Ma a quanto ammontano, appunto, i compensi previsti per il personale scolastico che aderirà al Piano scuola d’estate? Al di là dei fondi appositamente stanziati dal governo, si potrà fare affidamento anche sui Pon, ossia su quei progetti, finanziati con i fondi strutturali europei, ai quali gli istituti ricorrono quando necessitano di risorse comunitarie aggiuntive.
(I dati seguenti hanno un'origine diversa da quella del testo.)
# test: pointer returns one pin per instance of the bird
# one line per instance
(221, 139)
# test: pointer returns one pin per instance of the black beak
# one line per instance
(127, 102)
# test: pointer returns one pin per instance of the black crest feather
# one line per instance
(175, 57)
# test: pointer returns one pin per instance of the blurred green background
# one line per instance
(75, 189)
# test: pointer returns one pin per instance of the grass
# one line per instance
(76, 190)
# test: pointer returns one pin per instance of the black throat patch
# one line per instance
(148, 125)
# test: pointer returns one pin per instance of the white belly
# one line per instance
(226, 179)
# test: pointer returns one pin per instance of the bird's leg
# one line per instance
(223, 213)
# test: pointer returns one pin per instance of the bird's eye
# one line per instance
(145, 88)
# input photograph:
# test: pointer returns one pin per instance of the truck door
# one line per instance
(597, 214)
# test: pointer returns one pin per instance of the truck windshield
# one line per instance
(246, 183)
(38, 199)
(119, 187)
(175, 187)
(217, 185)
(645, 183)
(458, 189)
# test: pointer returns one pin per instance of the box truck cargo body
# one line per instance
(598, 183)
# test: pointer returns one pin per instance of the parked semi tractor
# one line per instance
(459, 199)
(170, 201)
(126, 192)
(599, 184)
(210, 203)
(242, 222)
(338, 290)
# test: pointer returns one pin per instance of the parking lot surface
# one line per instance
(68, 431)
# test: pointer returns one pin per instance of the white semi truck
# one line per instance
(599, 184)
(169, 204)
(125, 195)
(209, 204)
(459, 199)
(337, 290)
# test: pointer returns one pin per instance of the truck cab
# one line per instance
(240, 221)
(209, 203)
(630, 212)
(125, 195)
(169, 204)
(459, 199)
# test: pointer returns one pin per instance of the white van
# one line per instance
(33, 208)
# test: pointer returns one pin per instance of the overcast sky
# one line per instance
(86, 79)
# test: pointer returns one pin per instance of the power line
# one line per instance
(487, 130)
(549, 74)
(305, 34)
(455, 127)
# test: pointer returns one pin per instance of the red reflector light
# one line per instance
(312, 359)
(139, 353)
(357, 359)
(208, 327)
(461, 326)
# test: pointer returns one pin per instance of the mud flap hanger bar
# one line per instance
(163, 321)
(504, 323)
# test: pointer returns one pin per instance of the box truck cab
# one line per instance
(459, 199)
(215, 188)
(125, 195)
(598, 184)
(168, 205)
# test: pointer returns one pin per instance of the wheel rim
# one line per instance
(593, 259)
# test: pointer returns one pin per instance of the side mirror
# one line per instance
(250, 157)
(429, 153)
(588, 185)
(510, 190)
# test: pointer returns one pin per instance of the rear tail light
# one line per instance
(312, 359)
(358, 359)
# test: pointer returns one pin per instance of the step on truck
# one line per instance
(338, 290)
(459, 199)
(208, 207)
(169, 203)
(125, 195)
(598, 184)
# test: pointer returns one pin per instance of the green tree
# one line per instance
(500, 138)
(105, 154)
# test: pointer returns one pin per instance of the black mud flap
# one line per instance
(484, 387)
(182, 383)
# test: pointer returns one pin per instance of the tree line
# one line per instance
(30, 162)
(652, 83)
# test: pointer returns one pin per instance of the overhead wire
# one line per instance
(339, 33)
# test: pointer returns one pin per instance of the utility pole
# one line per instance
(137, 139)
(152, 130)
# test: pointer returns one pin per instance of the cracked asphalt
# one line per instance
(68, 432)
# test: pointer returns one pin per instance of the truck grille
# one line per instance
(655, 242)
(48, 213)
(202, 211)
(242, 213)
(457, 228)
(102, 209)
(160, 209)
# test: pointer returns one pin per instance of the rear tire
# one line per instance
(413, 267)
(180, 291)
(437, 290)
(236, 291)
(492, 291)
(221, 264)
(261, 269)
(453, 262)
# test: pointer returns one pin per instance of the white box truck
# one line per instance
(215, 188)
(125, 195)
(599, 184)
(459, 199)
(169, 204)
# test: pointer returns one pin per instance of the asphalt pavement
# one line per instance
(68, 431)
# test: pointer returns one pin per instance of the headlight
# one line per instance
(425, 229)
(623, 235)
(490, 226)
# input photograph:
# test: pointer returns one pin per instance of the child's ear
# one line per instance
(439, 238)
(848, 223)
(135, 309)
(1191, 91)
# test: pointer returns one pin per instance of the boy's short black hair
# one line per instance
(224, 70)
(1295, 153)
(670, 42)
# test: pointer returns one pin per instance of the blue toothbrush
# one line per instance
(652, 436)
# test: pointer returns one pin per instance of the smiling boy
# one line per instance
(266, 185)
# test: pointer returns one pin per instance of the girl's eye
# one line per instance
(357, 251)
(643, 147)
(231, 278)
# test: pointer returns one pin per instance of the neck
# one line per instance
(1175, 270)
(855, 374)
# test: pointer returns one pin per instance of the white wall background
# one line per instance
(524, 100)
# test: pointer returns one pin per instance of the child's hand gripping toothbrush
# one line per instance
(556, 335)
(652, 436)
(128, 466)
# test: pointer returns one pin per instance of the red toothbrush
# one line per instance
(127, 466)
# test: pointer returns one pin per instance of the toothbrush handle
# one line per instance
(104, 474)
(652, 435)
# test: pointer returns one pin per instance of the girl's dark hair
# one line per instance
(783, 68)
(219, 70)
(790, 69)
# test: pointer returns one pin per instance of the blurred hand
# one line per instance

I Pon prevedono, per i docenti e per gli esperti di madrelingua, un compenso pari a 70 euro lordi l’ora. Per i tutor, che possono essere sia interni che esterni alla scuola, si parla invece di 30 euro lordi l’ora. Come spiega Orizzonte Scuola, il compenso netto dei docenti, considerate le ritenute, si aggirerà attorno ai 35 euro. Per i tutor, calcoli alla mano, si parla di 15 euro netti l’ora. Per le attività che non saranno inglobate nei Pon, bisognerà invece basarsi sulla tabella 5 del Ccnl del 2007. In tal caso, il personale docente percepirà, per le prestazioni aggiuntive, da 17,50 euro a 50 euro l’ora a seconda del tipo di attività svolta. Per i corsi di recupero avrà diritto al compenso massimo, per le attività che esulano dall’insegnamento il minimo e, infine, per le ore aggiuntive di insegnamento, gli spetteranno 35 euro l’ora.